兵庫県の淡路町、デジタルデバイドを解消するため町全体でADSLサービス導入に動く | RBB TODAY

兵庫県の淡路町、デジタルデバイドを解消するため町全体でADSLサービス導入に動く

ブロードバンド その他

 兵庫県の地方行政がブロードバンド整備に自ら動いた。兵庫県の淡路町は、ブロードバンドを電気・水道・ガスに続く4番目のインフラと位置づけ、すべての町民に対してADSLサービスを提供することにしたのだ。

 行政主導にも関わらず、淡路町が第3セクタなどを設立して独自にサービスを提供するのではなく、民間のADSL事業者に委託するという形をとる。このように行政が民間事業者に委託してADSLサービス提供をするという方法は日本初のことだが、早急にしかも町全域にブロードバンドサービスを普及するうえではかなり現実的な方法といえる。

 淡路町は明石海峡大橋のたもとに位置する人口7,014人(2,647世帯)の小さな町である。そのため、同町では下り速度64kbpsのフレッツ・ISDNしか利用できず、今後もブロードバンド事業者が参入してくる可能性はほとんどない。

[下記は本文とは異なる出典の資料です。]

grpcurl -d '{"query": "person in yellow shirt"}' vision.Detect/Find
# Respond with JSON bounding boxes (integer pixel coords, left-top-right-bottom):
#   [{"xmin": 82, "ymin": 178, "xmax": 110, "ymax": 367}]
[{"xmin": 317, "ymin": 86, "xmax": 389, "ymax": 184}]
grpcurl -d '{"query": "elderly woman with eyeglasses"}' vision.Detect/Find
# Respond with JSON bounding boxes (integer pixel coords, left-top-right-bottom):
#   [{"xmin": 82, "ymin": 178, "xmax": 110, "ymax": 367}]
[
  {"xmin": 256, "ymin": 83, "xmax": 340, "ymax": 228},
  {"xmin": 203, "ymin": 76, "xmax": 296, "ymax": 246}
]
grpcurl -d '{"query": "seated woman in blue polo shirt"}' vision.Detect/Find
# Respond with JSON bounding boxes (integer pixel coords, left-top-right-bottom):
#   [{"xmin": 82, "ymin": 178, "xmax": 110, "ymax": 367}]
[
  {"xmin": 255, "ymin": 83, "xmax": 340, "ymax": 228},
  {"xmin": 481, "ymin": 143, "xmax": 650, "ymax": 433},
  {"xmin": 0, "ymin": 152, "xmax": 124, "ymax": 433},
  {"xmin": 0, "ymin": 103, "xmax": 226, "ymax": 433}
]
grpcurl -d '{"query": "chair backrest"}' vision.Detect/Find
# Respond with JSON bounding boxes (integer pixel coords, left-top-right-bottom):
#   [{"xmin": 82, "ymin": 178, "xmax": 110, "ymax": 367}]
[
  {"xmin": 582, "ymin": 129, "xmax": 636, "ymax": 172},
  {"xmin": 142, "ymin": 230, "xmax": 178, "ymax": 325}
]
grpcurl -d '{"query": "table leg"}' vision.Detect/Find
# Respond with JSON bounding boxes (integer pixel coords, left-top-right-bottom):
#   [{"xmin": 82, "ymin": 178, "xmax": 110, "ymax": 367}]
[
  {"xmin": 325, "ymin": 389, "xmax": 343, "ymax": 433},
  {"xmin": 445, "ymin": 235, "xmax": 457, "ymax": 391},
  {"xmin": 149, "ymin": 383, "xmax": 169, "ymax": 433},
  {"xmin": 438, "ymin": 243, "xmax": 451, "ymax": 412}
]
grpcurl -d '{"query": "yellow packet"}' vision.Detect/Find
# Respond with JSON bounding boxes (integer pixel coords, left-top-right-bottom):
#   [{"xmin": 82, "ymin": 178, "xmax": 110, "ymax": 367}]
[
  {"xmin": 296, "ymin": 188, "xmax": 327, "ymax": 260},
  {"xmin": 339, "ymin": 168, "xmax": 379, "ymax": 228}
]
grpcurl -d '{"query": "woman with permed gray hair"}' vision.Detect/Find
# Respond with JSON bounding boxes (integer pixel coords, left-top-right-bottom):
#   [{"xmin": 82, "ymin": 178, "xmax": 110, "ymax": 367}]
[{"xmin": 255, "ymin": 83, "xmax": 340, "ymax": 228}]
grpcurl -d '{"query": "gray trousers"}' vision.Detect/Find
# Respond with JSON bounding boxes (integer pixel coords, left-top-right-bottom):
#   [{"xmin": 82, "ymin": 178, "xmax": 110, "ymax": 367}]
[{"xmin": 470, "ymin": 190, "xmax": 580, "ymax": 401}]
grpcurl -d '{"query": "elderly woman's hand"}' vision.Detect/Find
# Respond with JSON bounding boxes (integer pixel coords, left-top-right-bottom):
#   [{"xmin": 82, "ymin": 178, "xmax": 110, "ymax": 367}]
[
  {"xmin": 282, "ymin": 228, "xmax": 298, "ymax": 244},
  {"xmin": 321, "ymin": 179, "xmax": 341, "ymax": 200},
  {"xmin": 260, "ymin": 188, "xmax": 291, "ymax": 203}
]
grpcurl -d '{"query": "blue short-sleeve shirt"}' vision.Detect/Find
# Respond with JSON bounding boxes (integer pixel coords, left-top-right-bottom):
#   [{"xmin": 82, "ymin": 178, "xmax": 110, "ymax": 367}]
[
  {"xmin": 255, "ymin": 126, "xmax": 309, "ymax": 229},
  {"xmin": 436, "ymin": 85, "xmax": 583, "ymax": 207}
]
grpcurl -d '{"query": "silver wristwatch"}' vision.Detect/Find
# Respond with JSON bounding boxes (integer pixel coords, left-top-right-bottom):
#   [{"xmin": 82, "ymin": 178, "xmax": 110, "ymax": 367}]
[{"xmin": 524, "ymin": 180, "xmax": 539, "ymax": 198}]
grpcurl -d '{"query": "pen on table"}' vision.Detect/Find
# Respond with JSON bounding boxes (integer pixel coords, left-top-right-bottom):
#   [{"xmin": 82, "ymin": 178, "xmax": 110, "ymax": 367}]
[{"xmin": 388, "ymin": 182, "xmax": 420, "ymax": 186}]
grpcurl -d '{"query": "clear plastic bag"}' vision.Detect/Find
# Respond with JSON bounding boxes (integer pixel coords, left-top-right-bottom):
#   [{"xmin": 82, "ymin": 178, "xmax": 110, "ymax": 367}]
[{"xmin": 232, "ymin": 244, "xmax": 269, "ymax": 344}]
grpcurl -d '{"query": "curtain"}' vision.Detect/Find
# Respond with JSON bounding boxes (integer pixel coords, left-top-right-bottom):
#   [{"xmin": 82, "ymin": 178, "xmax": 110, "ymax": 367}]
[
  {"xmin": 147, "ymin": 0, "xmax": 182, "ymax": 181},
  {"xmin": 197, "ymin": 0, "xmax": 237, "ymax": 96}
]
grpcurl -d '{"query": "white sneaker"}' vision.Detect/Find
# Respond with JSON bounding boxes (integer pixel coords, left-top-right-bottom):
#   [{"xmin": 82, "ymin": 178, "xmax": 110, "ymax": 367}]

 そこで、淡路町役場は、町全体にADSL回線を投入することとし、その経費を補正予算として計上した。町全体へのADSL整備については、行政ばかりか町内会や商工会、観光協会からも多くの意見が寄せられたという。淡路町では、全世帯へのADSLサービス導入によって、在宅福祉や災害情報、観光情報などに利用していくことを予定している。

 ADSLサービスを提供する事業者は関西ブロードバンド。月額利用料は1,980円(別途、モデムレンタル料が必要)を予定している。関西ブロードバンドは、兵庫県情報ハイウェイをバックボーンとして、兵庫県全域にADSLサービス「h555.net」を提供する予定でいる。